Director Kannan Iyer, creates a wonderful world of mystery and chills inside the old Mumbai flat where the young Bobo lives with his sister Misha and father, played charmingly by Pawan Malhotra. It is this part of the film that entertains the most. There are no creaking doors but the drama is created between a lift and our mind. Is that a lizard or is it something else? Does the lift work or not work? Is Diana (Konkona Sen Sharma) a Daayan or just a creepy step-mom? And of course the final question of is it all real or just the mind playing tricks?
 
Vishesh Tiwari and Sara Arjun give a performance that makes this film. As the Young Bobo and his little sister Misha, they are deliver like stars, making me question as to why filmmakers insist that children’s films don’t make for a good watch. If anything, given the right context they can add meat to the performance especially when supported by a cast which can provide them the necessary friction. There are many examples in Hindi films themselves, some of the most obvious ones being Masoom, Mr India and Zakhm.

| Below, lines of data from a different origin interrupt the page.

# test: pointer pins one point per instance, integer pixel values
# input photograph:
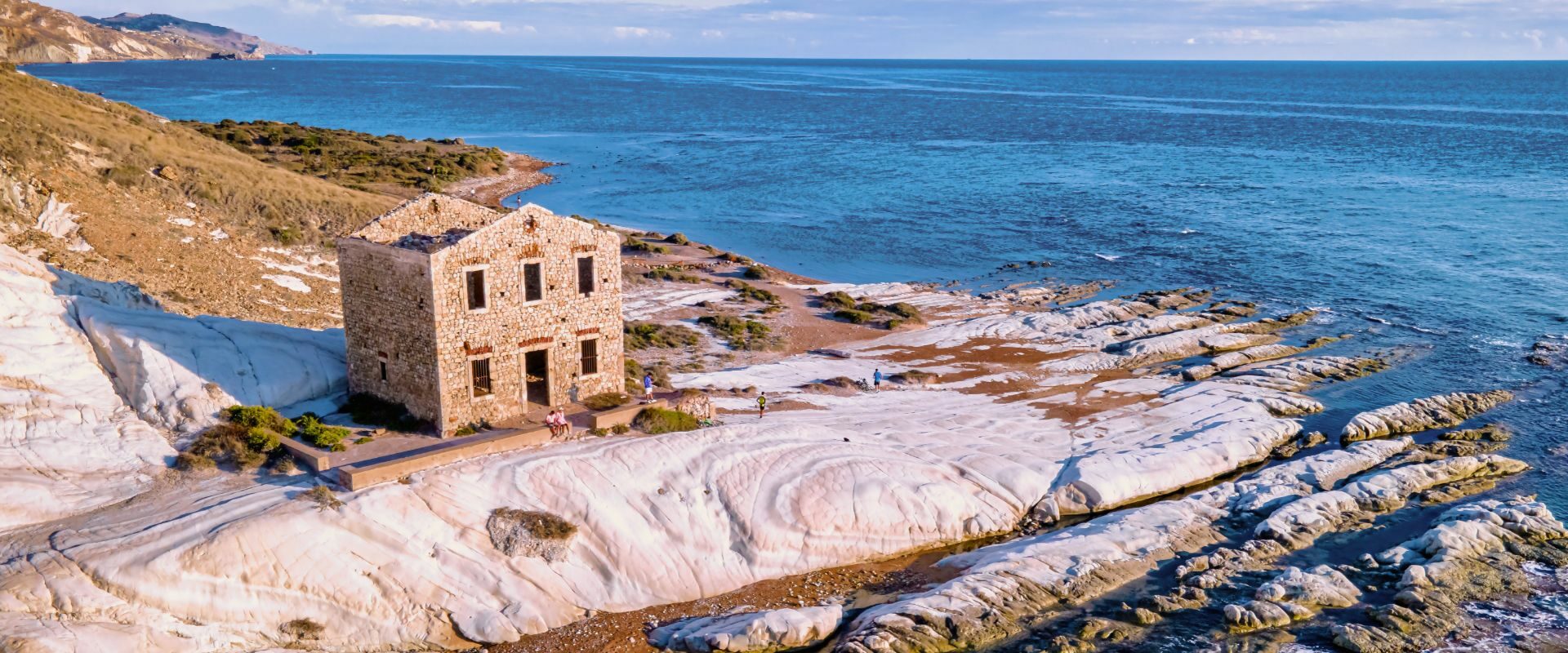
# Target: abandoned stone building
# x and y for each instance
(468, 315)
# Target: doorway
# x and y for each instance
(537, 380)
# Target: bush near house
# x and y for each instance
(741, 332)
(259, 415)
(750, 291)
(632, 245)
(369, 409)
(853, 317)
(654, 422)
(671, 274)
(318, 434)
(649, 335)
(606, 402)
(323, 497)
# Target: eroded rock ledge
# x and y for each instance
(1432, 412)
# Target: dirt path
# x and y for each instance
(523, 172)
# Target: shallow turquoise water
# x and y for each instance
(1423, 204)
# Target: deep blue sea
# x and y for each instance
(1423, 204)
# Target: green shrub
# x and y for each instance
(750, 291)
(261, 439)
(318, 434)
(647, 335)
(261, 415)
(852, 315)
(654, 422)
(540, 525)
(247, 460)
(606, 402)
(838, 300)
(632, 245)
(741, 332)
(192, 462)
(369, 409)
(323, 497)
(671, 274)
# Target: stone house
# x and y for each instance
(468, 315)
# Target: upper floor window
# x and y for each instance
(475, 286)
(480, 371)
(590, 356)
(586, 276)
(532, 282)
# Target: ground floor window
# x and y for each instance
(590, 356)
(480, 368)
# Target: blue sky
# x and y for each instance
(888, 29)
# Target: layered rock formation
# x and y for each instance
(1291, 597)
(768, 632)
(1432, 412)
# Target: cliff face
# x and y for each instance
(37, 33)
(216, 37)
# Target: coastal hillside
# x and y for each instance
(216, 37)
(37, 33)
(390, 165)
(115, 193)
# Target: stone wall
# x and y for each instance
(390, 318)
(408, 306)
(507, 327)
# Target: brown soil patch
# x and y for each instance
(627, 632)
(523, 172)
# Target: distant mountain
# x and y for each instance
(37, 33)
(221, 38)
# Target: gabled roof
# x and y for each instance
(434, 221)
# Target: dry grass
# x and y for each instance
(391, 165)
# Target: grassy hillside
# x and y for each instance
(390, 165)
(189, 218)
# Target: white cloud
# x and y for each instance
(419, 22)
(782, 16)
(640, 33)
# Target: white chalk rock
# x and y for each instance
(68, 443)
(177, 371)
(1431, 412)
(750, 633)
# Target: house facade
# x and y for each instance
(468, 315)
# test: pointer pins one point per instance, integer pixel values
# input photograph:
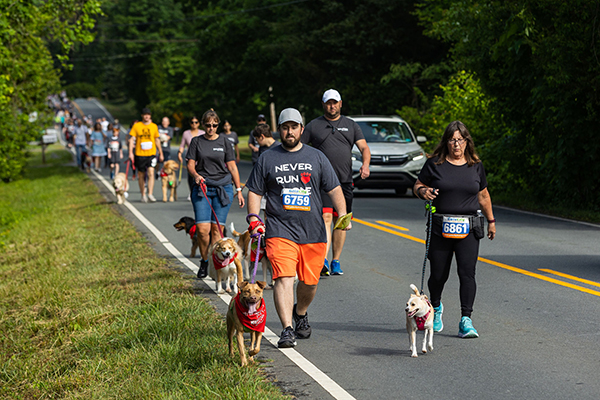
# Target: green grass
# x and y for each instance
(89, 310)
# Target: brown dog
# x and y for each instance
(245, 242)
(169, 179)
(247, 312)
(189, 224)
(225, 263)
(121, 186)
(419, 316)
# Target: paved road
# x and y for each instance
(539, 330)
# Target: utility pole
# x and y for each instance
(272, 109)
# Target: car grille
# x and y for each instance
(388, 160)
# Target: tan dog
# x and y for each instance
(169, 179)
(247, 313)
(121, 185)
(225, 263)
(419, 316)
(245, 241)
(189, 225)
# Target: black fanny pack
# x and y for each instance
(476, 224)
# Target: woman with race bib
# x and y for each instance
(454, 179)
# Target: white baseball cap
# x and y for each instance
(331, 94)
(290, 114)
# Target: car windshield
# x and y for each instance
(385, 131)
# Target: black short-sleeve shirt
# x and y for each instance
(292, 183)
(335, 139)
(458, 186)
(211, 156)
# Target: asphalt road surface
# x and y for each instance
(537, 308)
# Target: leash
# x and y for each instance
(256, 236)
(203, 188)
(429, 211)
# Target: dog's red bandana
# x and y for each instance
(253, 318)
(421, 320)
(223, 263)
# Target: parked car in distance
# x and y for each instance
(396, 156)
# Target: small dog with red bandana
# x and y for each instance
(419, 316)
(247, 313)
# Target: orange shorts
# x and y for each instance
(289, 258)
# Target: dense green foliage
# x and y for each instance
(27, 73)
(185, 57)
(539, 62)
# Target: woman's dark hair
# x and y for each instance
(441, 151)
(210, 114)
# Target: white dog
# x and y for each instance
(419, 316)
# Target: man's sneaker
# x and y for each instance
(325, 270)
(203, 269)
(302, 330)
(438, 325)
(287, 338)
(465, 328)
(335, 268)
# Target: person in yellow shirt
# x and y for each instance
(147, 143)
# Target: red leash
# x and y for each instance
(203, 187)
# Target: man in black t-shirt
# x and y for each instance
(335, 135)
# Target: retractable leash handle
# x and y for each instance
(256, 236)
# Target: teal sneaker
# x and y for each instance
(465, 328)
(335, 268)
(325, 270)
(438, 325)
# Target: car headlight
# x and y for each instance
(416, 155)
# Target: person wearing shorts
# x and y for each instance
(335, 135)
(211, 163)
(292, 177)
(147, 143)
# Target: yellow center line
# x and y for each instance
(392, 225)
(497, 264)
(388, 230)
(573, 278)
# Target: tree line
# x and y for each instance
(523, 75)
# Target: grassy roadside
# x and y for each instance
(88, 310)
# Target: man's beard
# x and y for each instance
(290, 145)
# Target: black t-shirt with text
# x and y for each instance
(335, 139)
(211, 156)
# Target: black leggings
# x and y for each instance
(440, 255)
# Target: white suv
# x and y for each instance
(396, 156)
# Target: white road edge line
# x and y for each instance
(319, 376)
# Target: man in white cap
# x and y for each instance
(292, 177)
(335, 135)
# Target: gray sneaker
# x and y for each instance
(287, 338)
(303, 329)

It is also here, in this part that we see Konkona Sen Sharma, finally give a performance worth raving after a long time. Sharma has long being doing part-percentage stereotyped roles in Bollywood, often oscillating between shy-intelligent woman and confident-intelligent woman roles, none of which actually use her acting prowess. Here, she plays a complicated role of a step-mother who is possibly a Daayan, something she does so brilliantly that I had visions of her scary eyes when I tried to sleep at night.
 
Of course, there is also Emraan Hashmi, Kalki Koechlin and Huma Qureshi in the film, mostly seen post interval. Hashmi is his usual self, delivering dialogues, romancing women and acting scared. He could very well have been in Razz 3, only in the company of a better cast. Despite him being the protagonist there is not enough meat in the role for him to do something outstanding with the character. The same is the case with Qureshi and Koechlin. They all are good but they don’t stand out. Rajatava Dutta as Dr. Ranjan Palit gives a few moments of entertainment as Bobo’s Psychiatrist.
 
The music by Vishal Bharadwaj, despite its merit, is a distraction in the film. The director Kannan Iyer has made an entertaining film with the story by Mukul Sharma and Vishal Bhardwaj but maybe the next time around he would want to create a product slightly more polished. As Bobo (Emraan Hashmi) steps out of the lift in the film’s climax, I could not ignore the creepy resemblance to ‘Rosemary’s Baby’. But the reason that it worked in Polanski’s classic was because the end did not last too long. Even if somewhat disappointing, it was kept short in the audience’s memory. But in Hindi horror cinema, somehow, filmmakers dwell on the crazy human vs Bhoot fight sequences for so long that the audience forgets everything good about the film by the last frame. The lady doth protest too much, youthinks? If I could only truly expect nothing from the filmmakers, I would have achieved Nirvana.